Photo: Paul Rudderow
Who: Philadelphia Union (6th place, 42 points, 11-13-9) vs. New York Red Bulls (1st place, 54 points, 15-9-9)
What: 2016 regular season game
Where: Talen Energy Stadium
When: Sunday, October 23 at 4 pm
Watch: TCN, MLS Live, Direct Kick
Whistle: Kevin Stott; Kermit Quisenberry and Craig Lowry; Sorin Stoica
This is certainly an opponent Philadelphia Union and their fans know well by now. New Jersey Pink Cows close out the 2016 season in Chester on Sunday, and, as Jim Curtin said in his midweek press conference, they are likely to come in full force.
With a bye secured, this is the last chance for Jesse Marsch to get his team in a playoff mindset before a lengthy layoff, so the Union will be looking to find their footing against a strong visiting side that will try to impose Marsch’s signature press on their struggling hosts.
Since we have recently done plenty of analysis of Marsch and the Jersey Boys (see here and here), let’s just briefly dive into a few key elements of their game before these teams meet for what might be the final time this season.

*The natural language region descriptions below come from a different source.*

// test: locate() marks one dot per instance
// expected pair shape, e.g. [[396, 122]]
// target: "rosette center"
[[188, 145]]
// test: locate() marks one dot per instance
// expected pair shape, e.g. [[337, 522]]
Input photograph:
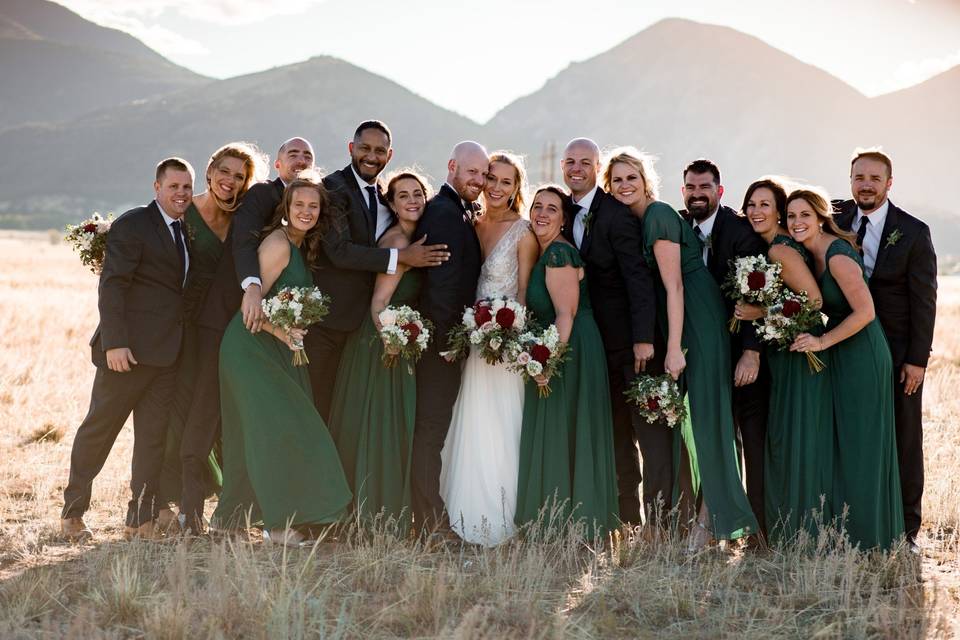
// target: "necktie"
[[705, 253], [181, 250], [372, 202], [862, 232], [579, 228]]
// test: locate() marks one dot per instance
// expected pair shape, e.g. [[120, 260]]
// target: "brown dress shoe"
[[75, 530], [146, 531]]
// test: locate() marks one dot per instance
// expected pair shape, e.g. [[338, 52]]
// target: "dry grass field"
[[374, 585]]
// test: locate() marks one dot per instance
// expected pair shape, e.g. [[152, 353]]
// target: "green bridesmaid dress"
[[372, 416], [710, 433], [566, 439], [866, 476], [798, 458], [205, 252], [279, 461]]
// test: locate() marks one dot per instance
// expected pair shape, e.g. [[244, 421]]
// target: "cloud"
[[223, 12]]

Make no mistake: the ersatz New York team is not filled with faux stars. But the big names — Kljestan, BWP, McCarty — succeed because they excel in a very specific, well-rehearsed system.
The Cows stay compact, which means that everybody from Wright-Phillips back to Aurelien Collin must position themselves on the field relative to both the opposition and their teammates. Check out the replay below of Mike Grella’s goal against Columbus last weekend.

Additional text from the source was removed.